Zachowań oskarżonego nie sposób również postrzegać jako naruszających w sposób bezprawny prywatność pokrzywdzonych, skoro oskarżony jako współwłaściciel całej nieruchomości był uprawniony do korzystania zarówno z kuchni, jak i garażu, a na skutek orzeczenia Sądu Okręgowego w Gliwicach z dnia 30 czerwca 2016 roku, sygn. akt XII RC 845/15 L. S. miała prawo jedynie do wyłącznego korzystania z sypialni i przyległego do niej pokoju na piętrze budynku, a pozostałe pomieszczenia pozostawały do wspólnego korzystania.

Z treści uzasadnienia apelacji prokuratora wnosić można, że źródłem poczucia zagrożenia miały być wskazane wyżej zachowania oskarżonego połączone dodatkowo z zachowaniami nieujętymi w opisie zarzuconego czynu, tj. z wywoływaniem w domu awantur, zaczepkami, kierowanymi wulgaryzmami, a nawet aktami przemocy, które budować miały atmosferę zastraszenia i poniżenia, jak również prowadzić do podporządkowania pokrzywdzonych osobie sprawcy. Te dość arbitralnie sformułowane wnioski prokuratora i w tym przypadku budzą istotne zastrzeżenie związane z pytaniem, czy każdą awanturę domową i agresję słowną można traktować jako uzasadnione okolicznościami źródło poczucia zagrożenia u pokrzywdzonego. Śmiało można by postawić tezę, że każda awantura domowa czy agresja słowna może być uznana za źródło obawy pokrzywdzonego, że w przyszłości dojdzie ze strony sprawcy do kolejnej awantury czy też agresji słownej.

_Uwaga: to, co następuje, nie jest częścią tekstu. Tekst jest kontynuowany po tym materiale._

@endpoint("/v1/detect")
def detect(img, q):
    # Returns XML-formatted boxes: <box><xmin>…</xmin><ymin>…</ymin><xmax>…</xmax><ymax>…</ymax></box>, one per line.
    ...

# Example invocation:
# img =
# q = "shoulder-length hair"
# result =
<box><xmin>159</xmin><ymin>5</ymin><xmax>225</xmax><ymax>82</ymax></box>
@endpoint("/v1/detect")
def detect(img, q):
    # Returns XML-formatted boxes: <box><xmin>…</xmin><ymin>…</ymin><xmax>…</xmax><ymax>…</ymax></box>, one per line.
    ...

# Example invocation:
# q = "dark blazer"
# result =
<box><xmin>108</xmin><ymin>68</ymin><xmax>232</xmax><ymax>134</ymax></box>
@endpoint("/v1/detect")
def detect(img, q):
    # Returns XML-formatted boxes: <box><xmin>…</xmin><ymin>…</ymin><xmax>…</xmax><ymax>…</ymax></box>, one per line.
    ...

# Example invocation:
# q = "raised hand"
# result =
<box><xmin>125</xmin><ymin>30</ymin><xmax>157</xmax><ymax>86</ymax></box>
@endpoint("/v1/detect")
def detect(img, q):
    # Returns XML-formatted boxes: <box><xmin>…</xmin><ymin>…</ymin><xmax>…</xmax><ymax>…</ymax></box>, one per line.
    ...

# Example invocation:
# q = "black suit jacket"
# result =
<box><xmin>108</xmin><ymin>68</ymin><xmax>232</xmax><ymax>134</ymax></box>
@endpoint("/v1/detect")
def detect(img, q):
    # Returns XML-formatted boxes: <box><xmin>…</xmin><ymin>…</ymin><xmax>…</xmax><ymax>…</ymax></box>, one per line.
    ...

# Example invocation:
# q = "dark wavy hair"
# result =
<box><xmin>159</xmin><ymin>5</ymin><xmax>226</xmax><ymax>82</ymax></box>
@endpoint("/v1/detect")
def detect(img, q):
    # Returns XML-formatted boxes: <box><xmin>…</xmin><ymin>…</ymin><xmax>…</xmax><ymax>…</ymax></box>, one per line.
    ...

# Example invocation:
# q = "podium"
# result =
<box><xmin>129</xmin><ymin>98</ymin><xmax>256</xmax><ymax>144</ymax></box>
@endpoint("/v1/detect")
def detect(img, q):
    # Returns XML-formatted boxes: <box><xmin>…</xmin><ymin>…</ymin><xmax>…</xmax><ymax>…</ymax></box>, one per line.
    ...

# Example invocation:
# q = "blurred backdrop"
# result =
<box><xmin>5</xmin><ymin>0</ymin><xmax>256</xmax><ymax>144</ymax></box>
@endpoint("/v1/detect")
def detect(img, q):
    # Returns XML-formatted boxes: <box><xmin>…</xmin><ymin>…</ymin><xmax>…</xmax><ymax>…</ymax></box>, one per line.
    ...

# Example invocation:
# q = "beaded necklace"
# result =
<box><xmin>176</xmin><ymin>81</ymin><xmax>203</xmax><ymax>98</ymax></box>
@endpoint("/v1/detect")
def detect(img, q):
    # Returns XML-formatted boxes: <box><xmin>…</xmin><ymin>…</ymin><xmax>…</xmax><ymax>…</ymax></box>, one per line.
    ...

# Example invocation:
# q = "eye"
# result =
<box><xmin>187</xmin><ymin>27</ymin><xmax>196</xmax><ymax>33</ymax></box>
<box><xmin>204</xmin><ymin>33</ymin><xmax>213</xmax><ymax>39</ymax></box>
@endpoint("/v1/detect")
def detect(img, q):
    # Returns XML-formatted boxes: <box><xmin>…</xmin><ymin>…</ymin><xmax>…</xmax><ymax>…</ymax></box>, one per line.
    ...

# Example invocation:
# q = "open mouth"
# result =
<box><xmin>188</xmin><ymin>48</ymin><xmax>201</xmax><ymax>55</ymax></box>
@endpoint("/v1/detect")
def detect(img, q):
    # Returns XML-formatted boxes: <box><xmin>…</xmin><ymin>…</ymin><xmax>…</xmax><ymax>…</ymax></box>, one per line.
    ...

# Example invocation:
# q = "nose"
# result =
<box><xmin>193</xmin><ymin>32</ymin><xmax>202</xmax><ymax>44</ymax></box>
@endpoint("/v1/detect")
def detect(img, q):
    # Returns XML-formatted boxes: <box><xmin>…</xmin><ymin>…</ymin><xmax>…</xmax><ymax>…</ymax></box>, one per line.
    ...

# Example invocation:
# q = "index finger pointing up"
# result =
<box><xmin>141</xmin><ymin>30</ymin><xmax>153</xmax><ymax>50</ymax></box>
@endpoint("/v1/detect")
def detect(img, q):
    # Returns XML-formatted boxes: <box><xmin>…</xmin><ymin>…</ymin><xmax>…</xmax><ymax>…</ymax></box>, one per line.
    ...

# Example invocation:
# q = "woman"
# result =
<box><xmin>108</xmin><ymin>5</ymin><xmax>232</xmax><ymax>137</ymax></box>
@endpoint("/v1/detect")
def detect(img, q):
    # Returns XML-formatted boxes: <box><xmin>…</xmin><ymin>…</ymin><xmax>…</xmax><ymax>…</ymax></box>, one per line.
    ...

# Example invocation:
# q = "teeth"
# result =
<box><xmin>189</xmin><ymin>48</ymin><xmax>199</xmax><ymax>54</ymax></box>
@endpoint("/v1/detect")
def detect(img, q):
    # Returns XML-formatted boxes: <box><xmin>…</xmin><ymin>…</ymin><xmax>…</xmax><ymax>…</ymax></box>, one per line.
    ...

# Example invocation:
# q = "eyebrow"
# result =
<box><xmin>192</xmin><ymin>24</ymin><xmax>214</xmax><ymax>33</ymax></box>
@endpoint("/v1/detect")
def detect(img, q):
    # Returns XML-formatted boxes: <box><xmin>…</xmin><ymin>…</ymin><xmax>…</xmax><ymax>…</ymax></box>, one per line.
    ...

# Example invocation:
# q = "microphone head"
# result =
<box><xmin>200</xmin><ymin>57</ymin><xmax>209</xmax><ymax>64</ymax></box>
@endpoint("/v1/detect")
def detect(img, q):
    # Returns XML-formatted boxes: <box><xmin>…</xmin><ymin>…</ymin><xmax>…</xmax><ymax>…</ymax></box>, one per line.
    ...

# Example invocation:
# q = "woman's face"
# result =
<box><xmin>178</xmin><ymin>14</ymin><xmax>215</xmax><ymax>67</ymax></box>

W ocenie sądu okręgowego w przypadku przestępstwa stalkingu dokonanego w formie wywołania u pokrzywdzonego poczucia zagrożenia nie o tego rodzaju obawy jednak chodzi, lecz obawy związane ze swego rodzaju „nieobliczalnością” sprawcy, którego wcześniejsze atypowe czy wręcz nieracjonalne działania sprawiają, że zasadna staje się obawa, że zachowania te mogą eskalować w kierunku zachowań godzących w najistotniejsze dobra chronione pokrzywdzonego.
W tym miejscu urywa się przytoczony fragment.